Eğerki siz zamanında artık kazanılması kesinleşmiş bir maçın son dakikalarında rakıp takımı ve taraftarını rencide edecek yukarıdaki fotodaki top kontrolünü yapıyorsanız kusura bakmayın ama sizi bu ülkede ancak kendi taraftarınız sever ve destekler.Çünkü rakibe saygı ve adamlık dediğimiz hususlardan yoksun iseniz zamanında yaptığınız küçük düşürücü hareketler asla unutulmaz.Ve gün gelir kesinlikle doğru olmasa da sizi de küçük düşürecek hareketler yaparlar.


Bu ülkede ne ekerseniz onu biçerseniz.Sahada tepki alan futbolcular Volkan Demirel ve Emre Belözoğlu ise ve bu iki oyuncu karakter anlamında birçok ortak noktaya sahip ise orada durup biraz düşünmek ve sorunu başka yerlerde aramak gerek.Kötü performansın bu tepkilerle kesinlikle lakası yok.Öyle olsaydı Fenerbahçeli Gökhan Gönül o sahada linç edilmeli veya Galatasaraylı Sabri asılmalıydı.Bu tepkilerin  sebebi oynanan futboldan çok bu oyuncuların yarattığı imajdan başka birşey değildir.Neden Egemen tepki almadı yada Gökhan Gönül veyahut Burak?Çünkü bu adamlar toptan başka bir işi olmayan sadece kendi oyununa konsantre olmuş adamlarda ondan.

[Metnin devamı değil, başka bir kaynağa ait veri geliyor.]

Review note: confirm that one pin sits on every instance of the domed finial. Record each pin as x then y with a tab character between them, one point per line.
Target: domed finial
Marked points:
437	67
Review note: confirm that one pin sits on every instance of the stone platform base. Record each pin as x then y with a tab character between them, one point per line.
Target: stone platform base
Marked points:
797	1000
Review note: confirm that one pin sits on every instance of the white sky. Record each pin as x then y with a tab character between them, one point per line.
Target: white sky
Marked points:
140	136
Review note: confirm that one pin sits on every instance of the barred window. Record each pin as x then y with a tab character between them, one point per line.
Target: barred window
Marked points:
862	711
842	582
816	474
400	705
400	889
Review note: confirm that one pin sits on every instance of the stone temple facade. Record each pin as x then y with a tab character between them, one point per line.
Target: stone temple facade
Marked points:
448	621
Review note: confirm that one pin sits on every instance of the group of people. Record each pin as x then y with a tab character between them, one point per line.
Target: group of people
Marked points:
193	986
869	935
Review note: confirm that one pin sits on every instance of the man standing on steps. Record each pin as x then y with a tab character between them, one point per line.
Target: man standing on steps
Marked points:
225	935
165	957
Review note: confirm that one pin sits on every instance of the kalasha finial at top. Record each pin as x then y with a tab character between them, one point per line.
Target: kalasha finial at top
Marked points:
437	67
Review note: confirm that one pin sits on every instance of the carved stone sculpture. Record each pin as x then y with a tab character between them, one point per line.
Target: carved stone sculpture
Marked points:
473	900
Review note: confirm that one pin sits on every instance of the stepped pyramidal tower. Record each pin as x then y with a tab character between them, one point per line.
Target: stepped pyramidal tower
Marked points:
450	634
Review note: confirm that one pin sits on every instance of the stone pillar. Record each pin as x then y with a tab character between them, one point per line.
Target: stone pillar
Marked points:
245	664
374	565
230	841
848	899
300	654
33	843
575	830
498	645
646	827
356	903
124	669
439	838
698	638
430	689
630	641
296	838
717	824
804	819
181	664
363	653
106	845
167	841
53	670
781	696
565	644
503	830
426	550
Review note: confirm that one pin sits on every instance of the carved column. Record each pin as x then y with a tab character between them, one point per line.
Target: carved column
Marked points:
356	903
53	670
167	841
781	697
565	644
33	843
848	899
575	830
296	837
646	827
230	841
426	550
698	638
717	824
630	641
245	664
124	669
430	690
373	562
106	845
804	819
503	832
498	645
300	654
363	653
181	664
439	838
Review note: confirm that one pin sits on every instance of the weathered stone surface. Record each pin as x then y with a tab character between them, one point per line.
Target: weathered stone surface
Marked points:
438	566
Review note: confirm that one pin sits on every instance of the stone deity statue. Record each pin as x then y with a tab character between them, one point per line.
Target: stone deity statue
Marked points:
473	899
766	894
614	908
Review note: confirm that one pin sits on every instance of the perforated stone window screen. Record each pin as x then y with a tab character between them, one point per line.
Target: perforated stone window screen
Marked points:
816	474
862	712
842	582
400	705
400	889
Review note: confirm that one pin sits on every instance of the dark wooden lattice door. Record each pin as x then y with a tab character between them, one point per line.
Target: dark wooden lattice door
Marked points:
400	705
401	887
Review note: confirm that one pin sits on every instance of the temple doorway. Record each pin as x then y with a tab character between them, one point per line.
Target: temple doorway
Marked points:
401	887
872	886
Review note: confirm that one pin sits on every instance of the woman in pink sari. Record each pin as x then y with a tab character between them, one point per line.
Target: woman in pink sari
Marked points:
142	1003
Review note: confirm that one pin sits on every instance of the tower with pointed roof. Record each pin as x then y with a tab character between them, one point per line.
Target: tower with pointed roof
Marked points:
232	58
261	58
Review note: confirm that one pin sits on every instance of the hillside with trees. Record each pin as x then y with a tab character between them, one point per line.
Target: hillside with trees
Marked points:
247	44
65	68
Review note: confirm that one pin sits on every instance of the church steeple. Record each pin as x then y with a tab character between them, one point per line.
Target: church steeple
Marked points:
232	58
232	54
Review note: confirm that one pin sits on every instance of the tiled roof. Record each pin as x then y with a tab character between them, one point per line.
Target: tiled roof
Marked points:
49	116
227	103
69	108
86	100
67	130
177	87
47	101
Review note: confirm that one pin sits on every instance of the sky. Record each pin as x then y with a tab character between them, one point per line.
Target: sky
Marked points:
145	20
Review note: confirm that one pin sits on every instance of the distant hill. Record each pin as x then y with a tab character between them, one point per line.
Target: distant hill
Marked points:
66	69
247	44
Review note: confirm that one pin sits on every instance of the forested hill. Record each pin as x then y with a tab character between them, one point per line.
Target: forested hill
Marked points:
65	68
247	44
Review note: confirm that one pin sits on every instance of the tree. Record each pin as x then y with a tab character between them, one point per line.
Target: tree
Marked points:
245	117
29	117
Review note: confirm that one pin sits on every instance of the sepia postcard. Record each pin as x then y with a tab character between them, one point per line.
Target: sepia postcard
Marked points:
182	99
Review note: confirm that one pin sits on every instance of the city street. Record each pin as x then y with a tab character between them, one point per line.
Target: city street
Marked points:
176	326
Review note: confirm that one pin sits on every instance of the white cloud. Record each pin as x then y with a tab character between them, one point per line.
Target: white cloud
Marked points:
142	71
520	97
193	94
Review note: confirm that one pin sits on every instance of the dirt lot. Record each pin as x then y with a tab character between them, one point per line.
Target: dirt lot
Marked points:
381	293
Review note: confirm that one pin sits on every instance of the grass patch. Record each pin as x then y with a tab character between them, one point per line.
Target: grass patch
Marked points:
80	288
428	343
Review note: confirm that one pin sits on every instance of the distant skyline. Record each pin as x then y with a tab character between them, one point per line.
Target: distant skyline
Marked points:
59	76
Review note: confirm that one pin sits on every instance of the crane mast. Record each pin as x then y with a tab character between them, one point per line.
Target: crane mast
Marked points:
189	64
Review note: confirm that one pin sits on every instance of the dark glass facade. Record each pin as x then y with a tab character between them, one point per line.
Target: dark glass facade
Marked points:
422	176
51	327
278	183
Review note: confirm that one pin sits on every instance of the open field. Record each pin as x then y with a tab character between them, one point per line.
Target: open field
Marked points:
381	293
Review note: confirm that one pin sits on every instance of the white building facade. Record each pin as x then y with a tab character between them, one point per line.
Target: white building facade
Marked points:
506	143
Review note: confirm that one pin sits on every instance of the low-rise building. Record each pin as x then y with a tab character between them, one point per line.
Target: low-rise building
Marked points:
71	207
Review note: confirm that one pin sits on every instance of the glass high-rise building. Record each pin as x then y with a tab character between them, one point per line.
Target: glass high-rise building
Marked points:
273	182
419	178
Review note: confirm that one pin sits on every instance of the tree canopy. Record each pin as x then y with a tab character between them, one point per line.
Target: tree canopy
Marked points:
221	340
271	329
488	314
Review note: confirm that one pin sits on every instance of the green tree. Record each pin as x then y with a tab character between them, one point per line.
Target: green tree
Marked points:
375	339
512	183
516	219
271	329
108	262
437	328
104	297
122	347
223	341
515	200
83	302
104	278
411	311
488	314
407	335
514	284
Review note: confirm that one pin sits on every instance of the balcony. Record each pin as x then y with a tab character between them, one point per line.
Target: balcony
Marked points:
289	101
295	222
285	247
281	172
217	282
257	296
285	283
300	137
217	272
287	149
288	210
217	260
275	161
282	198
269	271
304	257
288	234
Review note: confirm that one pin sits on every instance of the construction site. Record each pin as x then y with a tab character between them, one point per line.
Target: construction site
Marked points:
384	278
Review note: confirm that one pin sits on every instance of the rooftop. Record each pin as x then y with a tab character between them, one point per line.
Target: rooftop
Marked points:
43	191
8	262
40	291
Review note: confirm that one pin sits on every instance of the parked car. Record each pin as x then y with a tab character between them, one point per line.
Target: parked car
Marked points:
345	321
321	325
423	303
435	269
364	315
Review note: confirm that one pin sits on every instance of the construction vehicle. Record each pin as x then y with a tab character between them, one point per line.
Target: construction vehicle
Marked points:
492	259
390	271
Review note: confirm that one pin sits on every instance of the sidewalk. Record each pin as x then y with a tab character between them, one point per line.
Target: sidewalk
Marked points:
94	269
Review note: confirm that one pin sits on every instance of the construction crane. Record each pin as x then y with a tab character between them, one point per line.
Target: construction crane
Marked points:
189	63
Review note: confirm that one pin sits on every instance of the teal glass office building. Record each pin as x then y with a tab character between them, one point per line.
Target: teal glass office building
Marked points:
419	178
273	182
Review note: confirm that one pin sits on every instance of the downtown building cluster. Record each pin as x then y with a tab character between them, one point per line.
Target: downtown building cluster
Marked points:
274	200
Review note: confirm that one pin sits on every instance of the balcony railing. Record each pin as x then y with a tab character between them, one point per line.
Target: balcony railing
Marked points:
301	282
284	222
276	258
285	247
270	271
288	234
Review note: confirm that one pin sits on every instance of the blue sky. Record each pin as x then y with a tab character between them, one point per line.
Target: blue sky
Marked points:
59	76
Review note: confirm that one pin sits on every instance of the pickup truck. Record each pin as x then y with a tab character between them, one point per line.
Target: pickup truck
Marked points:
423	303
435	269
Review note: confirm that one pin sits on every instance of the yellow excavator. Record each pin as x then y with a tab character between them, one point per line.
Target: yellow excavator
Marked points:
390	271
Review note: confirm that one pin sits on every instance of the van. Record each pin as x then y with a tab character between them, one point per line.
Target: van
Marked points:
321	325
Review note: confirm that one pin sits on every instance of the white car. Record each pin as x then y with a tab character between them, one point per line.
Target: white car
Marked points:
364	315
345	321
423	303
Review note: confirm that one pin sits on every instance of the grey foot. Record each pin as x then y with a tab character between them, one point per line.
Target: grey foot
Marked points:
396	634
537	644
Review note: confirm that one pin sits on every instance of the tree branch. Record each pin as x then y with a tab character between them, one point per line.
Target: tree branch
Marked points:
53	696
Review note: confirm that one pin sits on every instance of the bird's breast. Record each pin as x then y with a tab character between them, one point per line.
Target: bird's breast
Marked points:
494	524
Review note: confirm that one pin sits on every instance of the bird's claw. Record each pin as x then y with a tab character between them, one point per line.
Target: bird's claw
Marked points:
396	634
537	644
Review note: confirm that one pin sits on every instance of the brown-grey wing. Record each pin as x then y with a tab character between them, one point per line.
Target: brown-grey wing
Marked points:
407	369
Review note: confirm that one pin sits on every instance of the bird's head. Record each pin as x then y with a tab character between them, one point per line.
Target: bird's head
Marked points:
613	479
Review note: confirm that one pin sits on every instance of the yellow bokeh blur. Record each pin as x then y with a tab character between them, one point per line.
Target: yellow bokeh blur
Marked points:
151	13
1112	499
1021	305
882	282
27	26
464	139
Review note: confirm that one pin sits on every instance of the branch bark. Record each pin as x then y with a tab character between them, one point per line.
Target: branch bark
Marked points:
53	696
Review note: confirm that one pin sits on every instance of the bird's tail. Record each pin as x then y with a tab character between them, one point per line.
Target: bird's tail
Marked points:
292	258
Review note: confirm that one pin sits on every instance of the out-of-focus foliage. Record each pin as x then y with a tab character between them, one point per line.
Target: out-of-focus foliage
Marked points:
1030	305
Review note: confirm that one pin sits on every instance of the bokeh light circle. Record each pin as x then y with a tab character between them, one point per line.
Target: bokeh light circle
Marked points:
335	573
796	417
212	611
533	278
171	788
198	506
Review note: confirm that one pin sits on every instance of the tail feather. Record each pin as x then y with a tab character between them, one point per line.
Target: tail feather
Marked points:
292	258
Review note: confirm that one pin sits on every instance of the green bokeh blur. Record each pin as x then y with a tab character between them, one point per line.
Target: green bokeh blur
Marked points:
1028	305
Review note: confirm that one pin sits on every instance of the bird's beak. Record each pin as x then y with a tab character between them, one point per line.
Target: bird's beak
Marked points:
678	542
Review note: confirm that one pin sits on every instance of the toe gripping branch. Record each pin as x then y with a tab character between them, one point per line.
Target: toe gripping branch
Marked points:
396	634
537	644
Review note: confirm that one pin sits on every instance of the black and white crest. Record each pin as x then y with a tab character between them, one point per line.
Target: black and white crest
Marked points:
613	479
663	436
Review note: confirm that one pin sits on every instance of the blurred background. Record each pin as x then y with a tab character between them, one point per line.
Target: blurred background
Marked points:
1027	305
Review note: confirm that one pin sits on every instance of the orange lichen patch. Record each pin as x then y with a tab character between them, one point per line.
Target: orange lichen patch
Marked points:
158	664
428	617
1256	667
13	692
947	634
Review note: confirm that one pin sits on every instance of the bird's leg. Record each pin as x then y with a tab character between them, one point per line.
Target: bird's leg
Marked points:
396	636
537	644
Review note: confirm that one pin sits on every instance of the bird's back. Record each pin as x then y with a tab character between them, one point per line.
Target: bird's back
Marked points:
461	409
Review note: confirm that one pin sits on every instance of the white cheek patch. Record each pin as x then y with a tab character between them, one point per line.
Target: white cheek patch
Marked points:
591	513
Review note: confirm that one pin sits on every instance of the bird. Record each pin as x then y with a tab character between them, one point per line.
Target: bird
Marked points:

Burada amacım kesinlikle yapılan tepkileri haklı çıkarmak değil.Lakin bu işi sadece körü körüne holiganizm ile yorumladığımız vakit asıl meseleyi ıskalamamak içten bile değil.Ortada bir tepki varsa önce eleştiriye kendimizden başlamak gerek.Sağa sola alkış tutup ağız dolusu küfür savurarak bu iş olmaz.Ama işin belkide en vahim boyutu ise şu; milli takım seyircisi milli takım oyuncusuna küfür ediyor milli takım oyuncuları da milli takım seyircisine...Bunun üzerine daha ne konuşulabilir ki?